[Viewpoint] Empower schools, don’t hobble themThe announcement of the government plan to liberalize education provokes both hope and concern. The basic direction of the liberalization is good. However, it is easy to be blinded by the word “liberalization” because of its positive image. In order to overcome this, it is important to examine the situation with eyes half open, like the cross-legged bangasayusang Buddha.
The first thing we should examine thoroughly is whether the expected effects of liberalization will materialize in reality. Social expectations put more emphasis on college admission rates and the College Scholastic Ability Test than on government policy to standardize school education. Therefore, there is a high chance that a reformed curriculum will make it difficult for schools to continue providing the same level of diversity of subjects that they have managed to teach so far.
If the government’s real goal is to raise the academic ability of schools, not increase diversity, as some claim, this is not only unethical, but also an undesirable prescription, considering the situation of Korean schools, which are trapped in excessive competition.
In order for the education liberalization policy to live up to expectations, it should be expanded gradually, starting with pilot schools, and complemented by solutions to the remaining problems.
The scale of the liberalization drive should also change. The National Common Basic Education Program aims at passing along necessary skills to students so that they can become responsible members of society. In order to reach this common goal, there are things that the government will demand, and there must be a certain amount of autonomy for the schools. The government should allow individual schools to work to meet its demands in a free and competitive way.
When expanding the autonomy of individual schools we should also keep in mind the side effects of the expansion. The main side effects will be the loss of centralized authority because of the expansion of autonomy, and the appearance of new problems that did not exist before. Introduction of the teacher appointment system at the school and regional level will very likely bring about both of these problems simultaneously.
Korea has some school policies that are worth exporting to other countries, and one of them is the teacher circulation system. Suspicions have even been raised that those who claim it is unnecessary for good teachers to work in isolated areas, using the simple urban-centered argument that “working in remote areas has nothing to do with ability,” are cherry-picking their own teachers separately.
For the government to accomplish its real policy goal, it would be desirable to provide more inducement by enacting the Special Support Law for the Education of Children of Farmers and Fisheries, which was stopped, and create autonomous schools to give a sense of reward to those who work at schools in remote areas.
Pursuing the expansion of autonomous rights with no guarantee of autonomy could cause many problems. Expanding only the rights of autonomy of the principal, so that schools depend mainly on the personal capacity of the principal, appears to be especially problematic when you consider that a principal is supposed to be an expert who can take final responsibility for the decisions and situation of the school.
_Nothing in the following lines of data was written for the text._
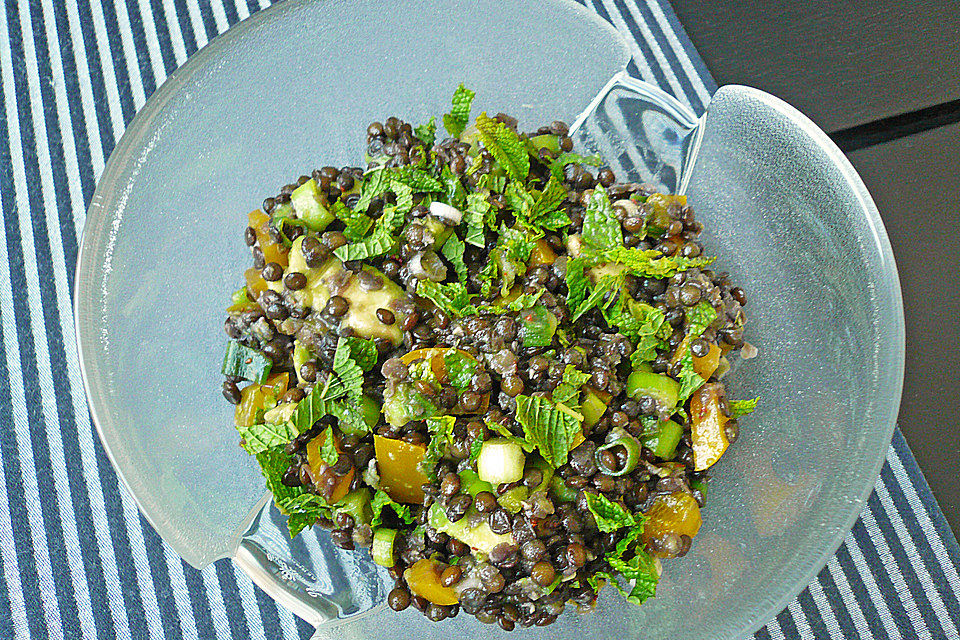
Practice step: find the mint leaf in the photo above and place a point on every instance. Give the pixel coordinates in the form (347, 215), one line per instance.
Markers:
(390, 220)
(451, 298)
(516, 245)
(348, 372)
(477, 208)
(653, 330)
(377, 244)
(577, 283)
(363, 352)
(568, 391)
(548, 427)
(642, 569)
(304, 511)
(404, 195)
(380, 500)
(519, 200)
(607, 285)
(742, 407)
(316, 405)
(427, 133)
(506, 433)
(601, 230)
(609, 515)
(357, 223)
(273, 465)
(452, 187)
(441, 436)
(700, 317)
(453, 250)
(376, 183)
(553, 195)
(245, 362)
(505, 146)
(261, 437)
(459, 115)
(328, 449)
(650, 263)
(460, 368)
(416, 179)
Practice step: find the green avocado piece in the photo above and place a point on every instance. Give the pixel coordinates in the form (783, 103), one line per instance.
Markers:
(479, 537)
(331, 278)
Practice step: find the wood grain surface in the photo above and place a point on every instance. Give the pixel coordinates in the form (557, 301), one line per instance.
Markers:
(842, 62)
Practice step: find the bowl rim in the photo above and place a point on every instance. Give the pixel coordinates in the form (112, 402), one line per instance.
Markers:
(96, 215)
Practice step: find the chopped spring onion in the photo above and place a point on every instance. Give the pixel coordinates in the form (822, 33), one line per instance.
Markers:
(383, 547)
(500, 461)
(632, 449)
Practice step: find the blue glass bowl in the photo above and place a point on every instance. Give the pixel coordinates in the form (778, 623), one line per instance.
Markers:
(293, 88)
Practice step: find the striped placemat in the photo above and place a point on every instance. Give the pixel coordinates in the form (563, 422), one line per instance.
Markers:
(77, 559)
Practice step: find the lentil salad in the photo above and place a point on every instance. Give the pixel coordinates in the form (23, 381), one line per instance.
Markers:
(488, 361)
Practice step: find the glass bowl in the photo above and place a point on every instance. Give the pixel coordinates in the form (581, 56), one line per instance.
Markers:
(292, 88)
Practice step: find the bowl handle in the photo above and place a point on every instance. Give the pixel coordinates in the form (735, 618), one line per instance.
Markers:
(308, 575)
(643, 133)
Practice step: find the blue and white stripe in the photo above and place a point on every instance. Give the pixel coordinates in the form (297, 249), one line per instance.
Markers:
(77, 559)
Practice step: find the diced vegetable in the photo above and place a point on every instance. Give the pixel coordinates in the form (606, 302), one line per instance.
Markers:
(311, 206)
(253, 398)
(663, 389)
(245, 362)
(664, 442)
(501, 460)
(675, 512)
(361, 315)
(423, 578)
(280, 413)
(356, 504)
(512, 498)
(538, 327)
(471, 529)
(398, 462)
(383, 547)
(318, 465)
(708, 422)
(272, 251)
(626, 443)
(472, 482)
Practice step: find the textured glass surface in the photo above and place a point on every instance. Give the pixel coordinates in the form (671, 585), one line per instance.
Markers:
(784, 212)
(291, 89)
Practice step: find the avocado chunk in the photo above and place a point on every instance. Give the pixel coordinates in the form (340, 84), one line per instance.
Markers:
(311, 206)
(331, 278)
(472, 529)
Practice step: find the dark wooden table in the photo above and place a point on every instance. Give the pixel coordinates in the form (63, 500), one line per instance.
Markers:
(883, 78)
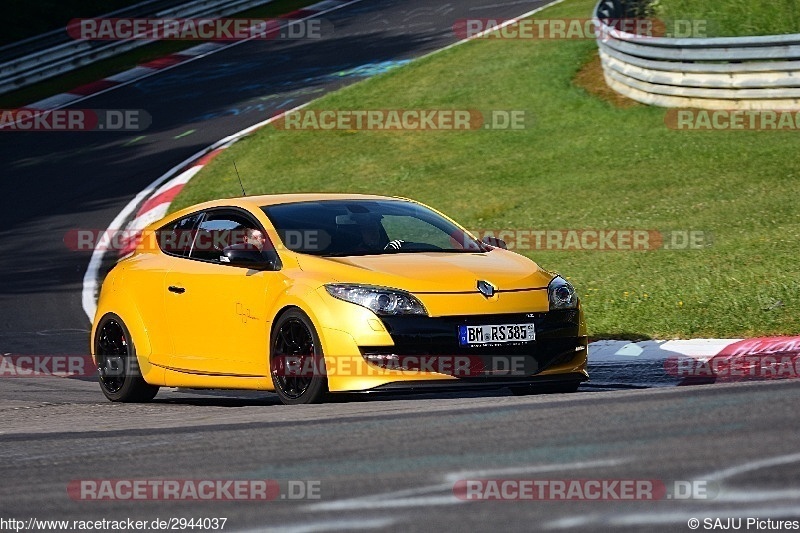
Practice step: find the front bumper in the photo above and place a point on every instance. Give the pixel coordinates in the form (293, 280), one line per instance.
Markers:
(432, 343)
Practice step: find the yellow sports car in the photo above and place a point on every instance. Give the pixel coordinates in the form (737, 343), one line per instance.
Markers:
(311, 294)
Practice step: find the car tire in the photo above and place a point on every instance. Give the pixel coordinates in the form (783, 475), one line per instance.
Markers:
(295, 337)
(117, 364)
(549, 388)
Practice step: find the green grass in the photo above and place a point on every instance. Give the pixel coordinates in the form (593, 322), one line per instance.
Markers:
(113, 65)
(582, 164)
(734, 18)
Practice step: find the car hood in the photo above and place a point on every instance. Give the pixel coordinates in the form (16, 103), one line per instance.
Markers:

In this case changing the principals by calling them to account, thereby punishing such schools with administrative or financial disadvantages, is no way to pursue reform.
As the students of the school and their parents suffer the ultimate damage, the one who is finally responsible is the government that sent underperforming employees to the school. The government must be the one to compensate students and parents for any damage arising from bad workers. The rights and autonomy of everyone in the school community, including students and parents, should be expanded to reduce the frequency of these cases. Needless to say, the government should, before expanding school autonomy, make sure that areas with weak environments are provided with basic conditions that will make autonomy possible.
Lastly, when it discusses the reform plan I hope the government will examine whether it is passing the buck to rural areas or individual schools under the guise of liberalization. If the government is shirking its duties, passing off responsibility to rural areas or individual schools, it will ultimately become difficult for the government to avoid responsibility no matter how much it emphasizes that decision-making rights have been transferred.
The people will then certainly call the government to account for its actions regardless.
*The writer is the president of the Gwangju National University of Education.